DWE CLI - Data Warehouse Ecosystem Orchestrator

These details have not been verified by PyPI

Project description

dwe-core

The DWE CLI (dwe) is the orchestration brain of the Data Warehouse Ecosystem. It takes a blank or existing client Git repository and injects a fully working Adapter — infrastructure, application config, CI/CD pipelines, and local dev commands — in a single command.

How it works

dwe create-service test_adapter --git-repo https://github.com/client/repo --envs dev --envs prod

Internally this does:

1. Clone        GitPython clones the client repo to a temp directory
2. Hydrate      Copier renders the adapter template into the clone
3. State        CLI writes dwe-state.json
4. CI/CD        CLI renders per-environment GitHub Actions / GitLab CI files
5. Branch       initial-commit branch is created and committed
6. Env branches dev, prod branches are created from initial-commit
7. Push         All branches are pushed to the remote
8. Secrets      GitHub/GitLab API uploads secrets to the repository settings

The result is a client repo that already has working infrastructure code, a justfile with just up / just deploy-prod, and CI/CD that deploys to the right environment when you push to its branch.

Installation

pip install poetry        # if not already installed
poetry install            # from dwe-core source (creates venv, installs deps)
# or once published:
pip install dwe-core

Verify:

dwe --help
dwe list-adapters

Commands

`dwe create-service`

dwe create-service <adapter_name> \
  --git-repo <url> \
  [--envs <name>]...       \   # default: development, main
  [--secrets <json>]       \   # e.g. '{"AWS_KEY":"abc"}'
  [--tag <version>]        \   # adapter git tag, e.g. v1.2.0
  [--token <api-token>]    \   # or set GITHUB_TOKEN / GITLAB_TOKEN
  [--aws-region <region>]  \
  [--instance-type <type>] \
  [--clone-dir <path>]         # default: temp dir

Example — full run:

export GITHUB_TOKEN=ghp_xxxx

dwe create-service test_adapter \
  --git-repo https://github.com/acme/data-platform \
  --envs development \
  --envs staging \
  --envs main \
  --secrets '{"PULUMI_ACCESS_TOKEN":"pul-xxx","AWS_ACCESS_KEY_ID":"AKI...","AWS_SECRET_ACCESS_KEY":"..."}' \
  --tag v1.0.0 \
  --aws-region eu-west-1 \
  --instance-type t3.small

After this runs, the data-platform repo has:

.github/workflows/
  deploy-development.yaml
  deploy-staging.yaml
  deploy-main.yaml
blueprint/
  html/index.html
  instance-setup.sh
docker-compose.yml
docker-compose.prod.yml
.env.example
justfile
infrastructure/
  __main__.py          <- project_name, instance_type already substituted
  Pulumi.yaml
  requirements.txt
dwe-state.json
.copier-answers.yml    <- Copier's internal state (enables future updates)

`dwe update-service`

dwe update-service <adapter_name> <local_path> [--tag <version>]

Example:

dwe update-service test_adapter ./data-platform --tag v1.2.0

Internally:

Reads dwe-state.json and validates the adapter name matches
Creates a branch dwe-update-20260322-1.2.0
Runs copier.run_update() — smart merge that preserves your customisations
Updates dwe-state.json with the new version

Review the diff on the branch, then merge into your environment branches to trigger deployments.

`dwe list-adapters`

dwe list-adapters

Shows all adapters registered in adapters.json.

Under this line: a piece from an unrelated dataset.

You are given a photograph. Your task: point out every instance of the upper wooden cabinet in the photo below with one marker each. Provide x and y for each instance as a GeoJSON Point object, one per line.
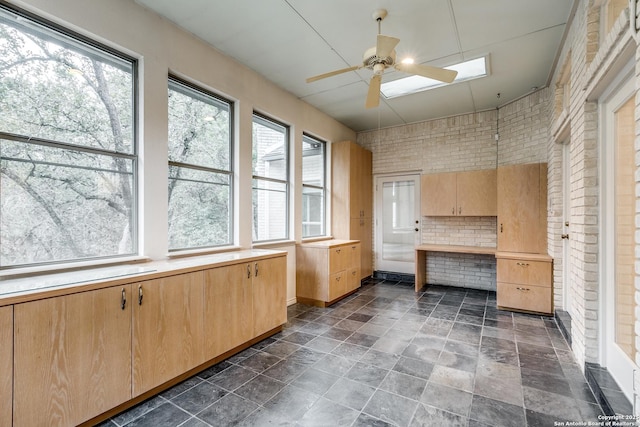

Adapter Registry (`adapters.json`)

{
  "test_adapter": {
    "path": "/absolute/path/to/dwe_test_adapter",
    "type": "local",
    "description": "Test adapter: AWS EC2 instance via Pulumi"
  },
  "superset_adapter": {
    "url": "https://github.com/hipposys/dwe-superset-adapter",
    "type": "git",
    "description": "Apache Superset on ECS"
  }
}

How to Define a New Adapter

An adapter is a real, runnable project that also serves as a Copier template. The guiding principle:

The adapter must work locally as-is. A developer should be able to git clone the adapter, run just up, and have a working service — without running the DWE CLI at all.

Step 1: Create the adapter repository

mkdir my_adapter && cd my_adapter
git init

Step 2: Build a working application first

Build your service as a real project before adding any template variables. For example, if you're building a Superset adapter:

# Make it work locally first
docker compose up    # verify it runs

Only once everything works locally do you introduce {{ variables }}.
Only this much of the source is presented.